Security Alert (A15-08-02): Multiple Vulnerabilities in Microsoft Products (August 2015)
12 August 2015
Microsoft has released 14 security bulletins listed below addressing multiple vulnerabilities which affect several Microsoft products or components:
MS15-079 Cumulative Security Update for Internet Explorer MS15-080 Vulnerabilities in Microsoft Graphics Component Could Allow Remote Code Execution MS15-081 Vulnerabilities in Microsoft Office Could Allow Remote Code Execution MS15-082 Vulnerabilities in RDP Could Allow Remote Code Execution MS15-083 Vulnerability in Server Message Block Could Allow Remote Code Execution MS15-084 Vulnerabilities in XML Core Services Could Allow Information Disclosure MS15-085 Vulnerability in Mount Manager Could Allow Elevation of Privilege MS15-086 Vulnerability in System Center Operations Manager Could Allow Elevation of Privilege MS15-087 Vulnerability in UDDI Services Could Allow Elevation of Privilege MS15-088 Unsafe Command Line Parameter Passing Could Allow Information Disclosure MS15-089 Vulnerability in WebDAV Could Allow Information Disclosure MS15-090 Vulnerabilities in Microsoft Windows Could Allow Elevation of Privilege MS15-091 Cumulative Security Update for Microsoft Edge MS15-092 Vulnerabilities in .NET Framework Could Allow Elevation of Privilege
Depending on the vulnerability exploited, a successful attack could lead to arbitrary code execution, elevation of privilege or information disclosure.

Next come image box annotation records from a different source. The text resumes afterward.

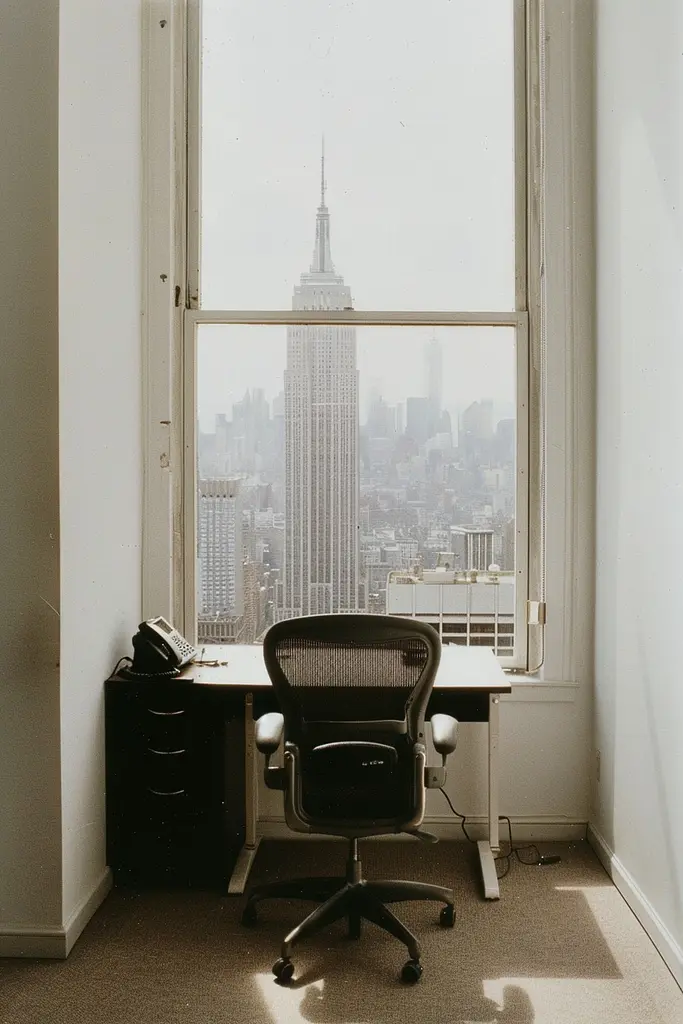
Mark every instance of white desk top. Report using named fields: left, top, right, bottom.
left=184, top=644, right=512, bottom=693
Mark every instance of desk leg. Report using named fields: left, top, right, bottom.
left=477, top=693, right=501, bottom=899
left=227, top=693, right=261, bottom=896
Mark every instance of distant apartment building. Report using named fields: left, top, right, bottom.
left=383, top=567, right=515, bottom=656
left=197, top=479, right=244, bottom=643
left=451, top=526, right=496, bottom=571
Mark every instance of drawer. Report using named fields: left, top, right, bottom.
left=144, top=748, right=188, bottom=803
left=142, top=708, right=187, bottom=751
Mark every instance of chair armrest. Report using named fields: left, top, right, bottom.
left=430, top=715, right=458, bottom=758
left=254, top=711, right=285, bottom=757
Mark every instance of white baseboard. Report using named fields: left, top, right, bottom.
left=0, top=867, right=113, bottom=959
left=258, top=814, right=586, bottom=843
left=588, top=825, right=683, bottom=989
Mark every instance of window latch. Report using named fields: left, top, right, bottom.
left=526, top=601, right=546, bottom=626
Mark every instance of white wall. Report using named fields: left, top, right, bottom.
left=0, top=0, right=61, bottom=942
left=0, top=0, right=141, bottom=955
left=593, top=0, right=683, bottom=984
left=59, top=0, right=142, bottom=923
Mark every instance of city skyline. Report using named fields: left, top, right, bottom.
left=275, top=146, right=365, bottom=618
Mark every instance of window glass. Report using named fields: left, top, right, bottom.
left=201, top=0, right=514, bottom=311
left=197, top=327, right=516, bottom=654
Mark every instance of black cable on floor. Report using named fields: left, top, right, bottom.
left=438, top=785, right=561, bottom=879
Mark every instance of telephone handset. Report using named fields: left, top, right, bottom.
left=124, top=615, right=199, bottom=677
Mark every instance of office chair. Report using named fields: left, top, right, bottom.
left=242, top=614, right=458, bottom=984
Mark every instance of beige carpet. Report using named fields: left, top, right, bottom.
left=0, top=841, right=683, bottom=1024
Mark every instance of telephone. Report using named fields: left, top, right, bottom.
left=125, top=615, right=199, bottom=677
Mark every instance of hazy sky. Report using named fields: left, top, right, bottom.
left=199, top=0, right=514, bottom=429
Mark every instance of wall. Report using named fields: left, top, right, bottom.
left=0, top=0, right=141, bottom=955
left=592, top=0, right=683, bottom=985
left=0, top=0, right=61, bottom=937
left=59, top=0, right=142, bottom=931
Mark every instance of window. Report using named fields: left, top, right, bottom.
left=143, top=0, right=538, bottom=668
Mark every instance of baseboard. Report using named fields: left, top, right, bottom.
left=258, top=814, right=586, bottom=843
left=588, top=825, right=683, bottom=989
left=65, top=867, right=114, bottom=956
left=0, top=867, right=113, bottom=959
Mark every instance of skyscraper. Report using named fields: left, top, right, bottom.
left=279, top=152, right=360, bottom=617
left=197, top=479, right=244, bottom=643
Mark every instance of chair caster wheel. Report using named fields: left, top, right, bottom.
left=241, top=903, right=258, bottom=928
left=438, top=905, right=456, bottom=928
left=272, top=956, right=294, bottom=985
left=400, top=961, right=422, bottom=985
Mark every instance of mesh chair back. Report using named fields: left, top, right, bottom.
left=263, top=614, right=440, bottom=741
left=263, top=614, right=440, bottom=836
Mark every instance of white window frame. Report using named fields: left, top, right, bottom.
left=142, top=0, right=592, bottom=681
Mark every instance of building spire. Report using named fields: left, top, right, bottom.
left=321, top=135, right=326, bottom=207
left=310, top=142, right=335, bottom=273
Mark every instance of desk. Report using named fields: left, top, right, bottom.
left=183, top=644, right=512, bottom=899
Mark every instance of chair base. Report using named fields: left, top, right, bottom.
left=242, top=840, right=455, bottom=984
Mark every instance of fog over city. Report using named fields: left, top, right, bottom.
left=198, top=0, right=517, bottom=653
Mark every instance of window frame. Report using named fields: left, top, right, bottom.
left=142, top=0, right=557, bottom=671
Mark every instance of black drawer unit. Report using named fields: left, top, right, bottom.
left=105, top=677, right=244, bottom=888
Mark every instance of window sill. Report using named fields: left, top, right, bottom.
left=501, top=672, right=579, bottom=703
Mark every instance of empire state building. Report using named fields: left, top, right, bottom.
left=279, top=155, right=365, bottom=618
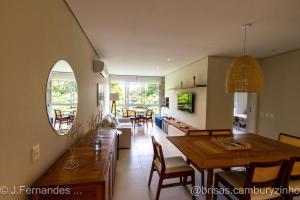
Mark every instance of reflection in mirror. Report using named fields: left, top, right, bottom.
left=46, top=60, right=78, bottom=135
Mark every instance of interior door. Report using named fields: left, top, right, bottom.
left=247, top=93, right=258, bottom=133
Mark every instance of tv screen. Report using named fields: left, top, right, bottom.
left=177, top=92, right=194, bottom=113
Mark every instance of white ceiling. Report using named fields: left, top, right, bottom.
left=66, top=0, right=300, bottom=75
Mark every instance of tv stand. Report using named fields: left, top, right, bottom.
left=165, top=118, right=199, bottom=135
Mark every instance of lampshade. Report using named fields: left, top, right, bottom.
left=109, top=93, right=119, bottom=101
left=226, top=56, right=263, bottom=92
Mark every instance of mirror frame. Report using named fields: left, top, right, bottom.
left=45, top=59, right=79, bottom=136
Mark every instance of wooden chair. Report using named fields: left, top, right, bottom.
left=285, top=157, right=300, bottom=200
left=70, top=110, right=77, bottom=123
left=148, top=136, right=195, bottom=200
left=210, top=129, right=232, bottom=136
left=129, top=110, right=141, bottom=129
left=213, top=160, right=287, bottom=200
left=186, top=130, right=210, bottom=136
left=278, top=133, right=300, bottom=147
left=54, top=109, right=71, bottom=129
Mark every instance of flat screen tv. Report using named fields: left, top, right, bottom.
left=177, top=92, right=194, bottom=113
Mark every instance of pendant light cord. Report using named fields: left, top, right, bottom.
left=244, top=24, right=247, bottom=56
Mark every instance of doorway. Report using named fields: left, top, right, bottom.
left=233, top=93, right=248, bottom=133
left=233, top=93, right=258, bottom=134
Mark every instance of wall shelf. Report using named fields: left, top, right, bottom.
left=168, top=85, right=207, bottom=90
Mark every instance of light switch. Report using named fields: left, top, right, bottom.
left=31, top=144, right=40, bottom=163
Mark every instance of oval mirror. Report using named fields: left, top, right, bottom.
left=46, top=60, right=78, bottom=135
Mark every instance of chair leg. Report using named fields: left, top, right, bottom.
left=148, top=162, right=154, bottom=186
left=155, top=177, right=163, bottom=200
left=200, top=170, right=205, bottom=187
left=213, top=174, right=219, bottom=200
left=191, top=172, right=196, bottom=200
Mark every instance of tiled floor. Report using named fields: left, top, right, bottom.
left=113, top=126, right=203, bottom=200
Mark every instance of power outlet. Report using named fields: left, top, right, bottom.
left=31, top=144, right=40, bottom=163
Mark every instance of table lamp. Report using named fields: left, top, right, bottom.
left=109, top=93, right=119, bottom=117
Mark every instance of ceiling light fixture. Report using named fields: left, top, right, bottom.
left=226, top=24, right=263, bottom=92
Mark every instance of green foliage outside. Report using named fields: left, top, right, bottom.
left=111, top=83, right=159, bottom=115
left=51, top=80, right=77, bottom=104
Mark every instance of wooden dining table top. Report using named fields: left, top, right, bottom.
left=167, top=133, right=300, bottom=169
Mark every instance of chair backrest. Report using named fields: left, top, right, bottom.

Patches for affected products are available from the Microsoft Update website. Users of affected systems should follow the recommendations provided by the product vendor and take immediate actions to mitigate the risk.
Microsoft Update http://update.microsoft.com/microsoftupdate
Users should be reminded that Microsoft Windows Server 2003 has reached its End-Of-Support on 14 July 2015. No more security updates are available from the vendor. Users should upgrade or migrate the obsolete Windows Server 2003 to a platform with vendor support and implement compensating security measures before completing the upgrade or migration.